Una sequenza di Schindler’s List in A Liuba che parte

di Italo Spada

 

Nel 1938, quando il regime fascista seguì l’esempio di quello nazista ed emanò le leggi razziali che escludevano gli ebrei dalla vita pubblica, Eugenio Montale scrisse A Liuba che parte.

La poesia confluirà, in seguito, nella raccolta “Le occasioni” e l’autore rivelerà su di essa alcuni particolari interessanti.

Si sapranno, soprattutto, due cose.

Prima di tutto che questo è il “finale di una poesia non scritta”. Come dire che abbiamo davanti uno spezzone di poesia, una sequenza che l’autore intendeva inserire in un testo più ampio e che, per mancanza di tempo o per qualche altro motivo a noi sconosciuto, non è riuscito a completare. Questa notizia, appresa grazie a una dichiarazione dello stesso Montale, fa di “A Liuba” una sorta di opera incompiuta, ammantata del fascino dell’incognito. Se si potesse fare un paragone con la scultura, si potrebbe pensare ai quattro “Prigioni”  iniziati da Michelangelo per la sepoltura di Giulio II e mai completati, “corpi giganteschi che sembrano inutilmente dibattersi contro un’angosciosa oppressione materializzata dalla pietra che ancora li rinserra”[1] e che suscitano in chi li guarda la malinconia di tutte le opere interrotte, di tutti i personaggi in cerca d’autore.

La seconda interessante notizia completa tristemente la prima, perché riguarda Liuba, personaggio realmente esistito. Insomma, la poesia – proprio come si legge in alcuni film – “è tratta da una storia vera”, e questo non può fare altro che aumentare la nostra partecipazione emotiva.

Liuba si chiamava, in realtà, Liuba Blumenthal ed era figlia di ebrei.

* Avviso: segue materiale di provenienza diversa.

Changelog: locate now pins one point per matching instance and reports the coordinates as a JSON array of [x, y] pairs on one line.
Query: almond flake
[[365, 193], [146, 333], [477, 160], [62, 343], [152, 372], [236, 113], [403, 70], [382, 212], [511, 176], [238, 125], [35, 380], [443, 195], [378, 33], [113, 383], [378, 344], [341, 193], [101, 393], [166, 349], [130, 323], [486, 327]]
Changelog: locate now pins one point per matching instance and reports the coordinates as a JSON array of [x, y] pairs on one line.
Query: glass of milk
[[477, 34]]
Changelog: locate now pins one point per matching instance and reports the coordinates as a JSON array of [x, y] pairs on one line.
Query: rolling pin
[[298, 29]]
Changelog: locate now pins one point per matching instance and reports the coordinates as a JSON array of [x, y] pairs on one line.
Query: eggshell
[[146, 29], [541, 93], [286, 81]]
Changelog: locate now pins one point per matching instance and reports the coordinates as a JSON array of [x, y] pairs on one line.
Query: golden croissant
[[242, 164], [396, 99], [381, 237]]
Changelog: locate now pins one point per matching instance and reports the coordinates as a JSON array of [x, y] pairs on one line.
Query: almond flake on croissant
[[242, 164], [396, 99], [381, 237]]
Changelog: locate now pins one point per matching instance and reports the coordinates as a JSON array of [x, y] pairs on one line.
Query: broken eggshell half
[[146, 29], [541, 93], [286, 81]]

Montale la “inquadra” nel momento in cui sta cercando di lasciare Firenze per sfuggire alle persecuzioni razziali. C’è un fuggi fuggi generale e tutti cercano di mettersi in salvo trascinandosi dietro i familiari e qualche oggetto indispensabile. I bambini, come sappiamo, non danno alle cose lo stesso valore degli adulti e, più che i soldi o il pane,  reputano indispensabile un giocattolo, un ninnolo, un animale domestico. Nel museo di Auschwitz sono esposti occhiali, scarpe, pettini, valigie, capelli, scatole, spazzole, e molti altri oggetti tolti ai legittimi proprietari finiti nelle camere a gas. In una vetrina a parte, c’è una bambola decapitata. Vedendola, non si può fare a meno di pensare alla bambina che se l’è portata dietro (una coetanea di Liuba) e a tutto il suo dolore nel vedersela strappare via.

Un altro accostamento, questa volta filmico, nasce spontaneo.

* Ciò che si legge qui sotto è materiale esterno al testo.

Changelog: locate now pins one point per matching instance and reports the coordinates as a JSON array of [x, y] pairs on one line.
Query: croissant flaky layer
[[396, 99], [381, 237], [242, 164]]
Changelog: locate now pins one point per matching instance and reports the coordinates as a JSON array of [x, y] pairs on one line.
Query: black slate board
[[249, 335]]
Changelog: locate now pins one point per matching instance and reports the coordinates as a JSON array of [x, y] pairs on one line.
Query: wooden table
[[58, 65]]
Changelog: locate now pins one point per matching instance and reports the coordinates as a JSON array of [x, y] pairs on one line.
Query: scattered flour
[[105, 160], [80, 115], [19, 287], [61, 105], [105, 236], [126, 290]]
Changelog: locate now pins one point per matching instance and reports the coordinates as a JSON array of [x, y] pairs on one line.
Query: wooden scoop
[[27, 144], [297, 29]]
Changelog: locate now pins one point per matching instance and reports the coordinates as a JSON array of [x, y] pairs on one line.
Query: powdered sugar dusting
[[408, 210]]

In una delle più drammatiche scene di Schindler’s List, Steven Spielberg  rappresenta l’orrore dell’Olocausto con un’inquadratura dall’alto nella quale si vede una massa di ebrei nel ghetto di Cracovia che fugge in preda al panico. In mezzo alla folla, sola e terrorizzata, c’è una bambina che, ad certo punto, riesce a sfuggire al controllo spietato delle SS, entra in un palazzo abbandonato e si nasconde sotto un letto. Il film (ad eccezione della cornice che apre e chiude la storia) è girato in bianco e nero, ma quella bambina ha il cappottino rosso, come se il regista avesse voluto sottolineare con quella scelta tecnica un messaggio contenutistico: attirare l’attenzione degli spettatori sull’atrocità del massacro che non ha risparmiato nemmeno i bambini.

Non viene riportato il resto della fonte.